Starwood Hotels & Resorts last month announced it will offer $25 gas credits and reduced rates through Sept. 30 at more than 100 properties in the Mid-Atlantic, Northeast, and Southeast regions. The offer is good for Thursday through Sunday stays and requires a two-night minimum stay. Conference center chain Benchmark Hospitality
International is offering a complete meeting package at the Chattanoogan Hotel in
Chattanooga, TN, with reduced room rates and $25 gas cards. North of the border, 18 Canadian properties under Marriott International are offering free parking and $25 gas cards for each night's stay.

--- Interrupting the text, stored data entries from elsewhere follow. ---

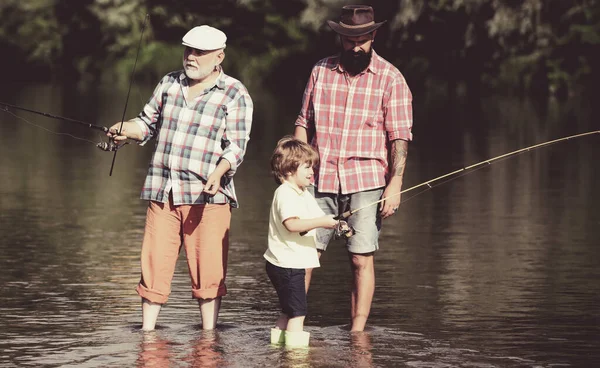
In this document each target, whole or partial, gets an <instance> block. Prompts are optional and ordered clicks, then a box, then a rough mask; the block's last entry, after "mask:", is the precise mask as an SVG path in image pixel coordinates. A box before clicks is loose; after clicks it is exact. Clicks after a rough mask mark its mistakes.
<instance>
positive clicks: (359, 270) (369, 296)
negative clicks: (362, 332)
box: [348, 253, 375, 331]
mask: <svg viewBox="0 0 600 368" xmlns="http://www.w3.org/2000/svg"><path fill="white" fill-rule="evenodd" d="M348 255H349V257H350V267H351V269H352V298H351V307H350V308H351V313H352V327H351V331H363V330H364V329H365V325H366V324H367V319H368V318H369V313H370V312H371V303H372V302H373V294H374V292H375V266H374V258H373V253H367V254H355V253H348Z"/></svg>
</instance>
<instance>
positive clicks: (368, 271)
mask: <svg viewBox="0 0 600 368" xmlns="http://www.w3.org/2000/svg"><path fill="white" fill-rule="evenodd" d="M384 22H385V21H384ZM384 22H379V23H378V22H375V20H374V12H373V9H372V8H371V7H370V6H364V5H350V6H344V7H343V8H342V13H341V17H340V21H339V22H334V21H328V24H329V26H330V27H331V28H332V29H333V30H334V31H335V32H336V33H338V35H339V37H340V43H341V52H340V53H339V54H337V55H334V56H331V57H328V58H325V59H323V60H321V61H319V62H318V63H317V64H316V65H315V66H314V67H313V70H312V73H311V75H310V78H309V80H308V83H307V85H306V90H305V92H304V99H303V102H302V108H301V110H300V114H299V116H298V118H297V119H296V123H295V126H296V127H295V133H294V135H295V136H296V138H298V139H300V140H302V141H305V142H306V141H309V142H311V143H312V145H313V146H314V147H316V148H317V150H318V152H319V154H320V163H319V166H318V168H317V169H318V173H316V175H315V185H314V192H315V198H316V199H317V202H318V203H319V205H320V206H321V208H322V209H323V210H324V211H325V213H327V214H335V215H338V214H341V213H343V212H345V211H347V210H349V209H350V210H356V209H359V208H364V209H362V210H360V211H357V212H356V213H355V214H354V215H352V216H351V217H350V218H348V224H349V225H350V226H352V227H354V229H355V235H353V236H352V237H351V238H349V239H348V240H347V244H346V245H347V249H348V255H349V259H350V265H351V269H352V276H353V287H352V292H351V315H352V325H351V329H352V331H362V330H363V329H364V328H365V324H366V322H367V318H368V316H369V313H370V310H371V303H372V300H373V293H374V291H375V267H374V258H373V257H374V253H375V251H376V250H377V249H379V242H378V238H379V232H380V230H381V219H385V218H387V217H389V216H391V215H393V214H394V213H395V212H396V210H397V209H398V206H399V204H400V191H401V188H402V178H403V174H404V166H405V163H406V157H407V150H408V141H410V140H411V139H412V133H411V128H412V95H411V92H410V90H409V88H408V85H407V84H406V81H405V80H404V77H403V76H402V74H401V73H400V72H399V71H398V69H396V68H395V67H394V66H393V65H392V64H390V63H389V62H388V61H386V60H385V59H383V58H382V57H381V56H379V55H377V53H376V52H375V50H374V49H373V42H375V41H374V40H375V34H376V33H377V29H378V28H379V27H380V26H381V25H382V24H383V23H384ZM382 198H383V199H385V200H384V201H383V202H381V204H380V206H379V210H378V207H377V206H369V204H372V203H374V202H376V201H378V200H379V199H382ZM332 234H333V231H332V230H329V229H317V243H318V244H317V248H318V249H320V250H321V251H324V250H325V249H326V248H327V244H328V242H329V240H330V239H331V236H332ZM310 276H311V272H310V270H307V273H306V278H307V282H306V285H308V284H309V283H310Z"/></svg>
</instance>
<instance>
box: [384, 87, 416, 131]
mask: <svg viewBox="0 0 600 368" xmlns="http://www.w3.org/2000/svg"><path fill="white" fill-rule="evenodd" d="M384 116H385V129H386V131H387V134H388V138H389V140H390V141H393V140H396V139H402V140H405V141H411V140H412V138H413V136H412V125H413V112H412V93H411V91H410V89H409V88H408V84H407V83H406V81H405V80H404V78H402V77H398V78H395V79H394V80H393V82H392V83H391V85H390V87H389V89H388V93H386V98H385V102H384Z"/></svg>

"Our attendees have a set amount for their training budgets, and from this budget, they have to pay for the meeting registration, hotel room, meals, parking, mileage, etc. So things like discounted room rates, discounted parking, etc, are direct benefits to our attendees," said Jennifer Green, assistant vice president of the Louisiana Credit Union League and vice president of communications for the Gulf States chapter of Meeting Professionals International.
"I don't know if gas cards would make a difference for multi-day programs, but when we provided $25 gas cards for a committee meeting we believe it helped ensure attendees made the trip," said Cindy Butts, CEO of the Maine Association of Realtors and the author of the association management blog AE on the Verge.
Decisions span spectrum
Butts said, "I'm finding two things related to fuel prices and the economy generally. Greater consideration for not holding meetings at all or replacing them with webinars/conference calls. But, when we do hold meetings (such as forums or industry courses), we're holding twice as many, recognizing that the decision to participate in even free events depends on the cost to travel there—so the more locations, the greater the chance [attendees will] participate. Maine is large, so there are large distances to drive."
The crunch is having many effects on the value meetings sector. At June's Affordable Meetings show in Long Beach, CA, planners "were willing to shop harder to find a destination that could accommodate budgets for this year and next," said Bob Gilbert, president and CEO of show organizer Hospitality Sales & Marketing Association International (HSMAI). And "destinations and hotels were responding by offering more value dates than in years past," he added.
Remote conferencing and virtual meetings technologies are finding stronger demand as fuel costs rise. According to the latest annual FutureWatch survey by American Express and MPI of 1,643 industry buyers and suppliers, more than one in three corporate and association planners are looking for alternatives to face-to-face meetings.
Technology giant Accenture has installed 13 telepresence conferencing rooms at various offices and plans another 22 telepresence rooms by the end of the year, according to The New York Times. The virtual meeting technology replaced 240 international trips and 120 domestic trips in May alone, translating to potential millions in savings for the year, company executives said.
"Only in the last two years has the technology gotten to the point where it really makes sense to use it," Alan Minton, vice president for marketing at Bloomington, IN-based Cornerstone Information Systems, told The New York Times, estimating that online conferencing has cut his company's travel costs by 60 percent.